To describe colours, we need to know how colours are gotten by combining other colors. Of course we cannot, by just staring at a location, tell its 'accurate' grid. To do that, we need measuring tapes and the like. In case of colours, this trabslates to the fact that will not always know the exact composition of colours, by just staring at them, without mixing them and checking the resulting colours. knowing that the color purple is a misture of red and blue is as good as knowing how these constituent colors look like. But knowing that going to the Giza pyramid is a mixture of 'going to south and going to east' is similarly as good as knowing these 'primary' directions.

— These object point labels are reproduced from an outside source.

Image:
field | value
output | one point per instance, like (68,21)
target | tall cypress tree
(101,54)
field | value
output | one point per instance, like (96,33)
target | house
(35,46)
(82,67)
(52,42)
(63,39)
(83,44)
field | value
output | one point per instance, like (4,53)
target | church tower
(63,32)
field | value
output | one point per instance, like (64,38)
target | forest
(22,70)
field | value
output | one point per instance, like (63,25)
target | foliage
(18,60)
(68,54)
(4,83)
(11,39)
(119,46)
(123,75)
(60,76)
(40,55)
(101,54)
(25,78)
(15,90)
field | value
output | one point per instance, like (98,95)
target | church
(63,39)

So there is actually no reason to think that colors are any less describable that spatial configurations. The habit of thinking otherwise comes from erroneous ideas we got in schools from il conceived 'science'. Scientists, for instance, found a corelation between colors and light wavelengths.This led them and some philosophers to the erroneous idea that colors are actually spatial configurations. But they hit a wall in trying to describe colors in terms of spatial configurations. This is a big error in thinking! We describe locations using reference to other locations. So we should also stop at describing colors using reference to other colors. When we do that, we find that describing color blue is as good as describing the location of Giza, or describing a sphere.

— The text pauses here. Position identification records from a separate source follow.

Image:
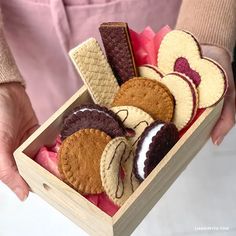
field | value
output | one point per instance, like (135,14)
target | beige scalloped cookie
(118,153)
(79,160)
(150,72)
(149,95)
(135,119)
(186,98)
(179,51)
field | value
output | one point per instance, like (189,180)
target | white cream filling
(145,147)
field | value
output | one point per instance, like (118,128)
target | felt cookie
(94,117)
(134,119)
(117,44)
(186,98)
(79,160)
(149,95)
(179,51)
(118,154)
(150,72)
(155,142)
(95,71)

You can see directly that color blue is a color in between green an indigo, just like when locating things. In this way describing 'blue' as 'the color between green and indigo is as excellent as describing a UFO as to be lieing between two given trees when trying to tell someone where it is. So you can see that it is challenging to describe the location of the UFO without reference to other locations. This challenge is the same as the challenge of trying to describe 'blue' without reference to any other color like it is 'describing it to a blind person'.

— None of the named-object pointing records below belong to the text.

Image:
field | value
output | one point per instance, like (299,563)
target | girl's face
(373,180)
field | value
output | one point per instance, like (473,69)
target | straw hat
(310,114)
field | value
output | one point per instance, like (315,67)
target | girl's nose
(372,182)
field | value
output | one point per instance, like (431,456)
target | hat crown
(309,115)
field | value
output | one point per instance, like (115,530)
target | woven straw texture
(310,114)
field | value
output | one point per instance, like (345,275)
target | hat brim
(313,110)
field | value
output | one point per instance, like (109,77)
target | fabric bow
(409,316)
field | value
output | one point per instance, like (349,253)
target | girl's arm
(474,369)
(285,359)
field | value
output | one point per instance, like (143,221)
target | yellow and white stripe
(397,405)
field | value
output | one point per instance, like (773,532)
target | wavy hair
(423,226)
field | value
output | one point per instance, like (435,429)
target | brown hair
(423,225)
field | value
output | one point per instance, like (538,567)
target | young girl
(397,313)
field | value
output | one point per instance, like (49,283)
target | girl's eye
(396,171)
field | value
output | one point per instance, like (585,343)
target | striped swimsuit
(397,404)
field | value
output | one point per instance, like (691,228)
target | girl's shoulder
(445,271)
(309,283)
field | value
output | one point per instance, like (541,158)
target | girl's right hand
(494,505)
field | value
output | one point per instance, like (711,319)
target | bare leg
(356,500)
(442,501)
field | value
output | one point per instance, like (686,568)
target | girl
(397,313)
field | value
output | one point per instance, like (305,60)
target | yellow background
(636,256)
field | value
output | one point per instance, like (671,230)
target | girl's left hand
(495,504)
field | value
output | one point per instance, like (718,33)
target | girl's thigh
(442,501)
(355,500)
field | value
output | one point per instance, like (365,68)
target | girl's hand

With all this, it cannot be the case that our inner experience is simply 'indescribable with words'. Rather, we simply have no way of ascertaining when we are experiencing the same things. If we could, we would point to the experiences and invent names for the various of them. Soon, there would be a complete language that is fit in describing those inner experiences by referencing other inner experiences and by performing appropriate 'inner experiments' to see how various combination of experiences yield other experiences. So the hindrance in description is not inherent in those experiences but rather in the fact that they are private.
THE HORSE: So I can say that many people learnt elementary geometry but not the 'geometry' of Hilbert Spaces?
THE LION: Yep, but I add that even the mathematicians themselves are yet to understand what they are doing.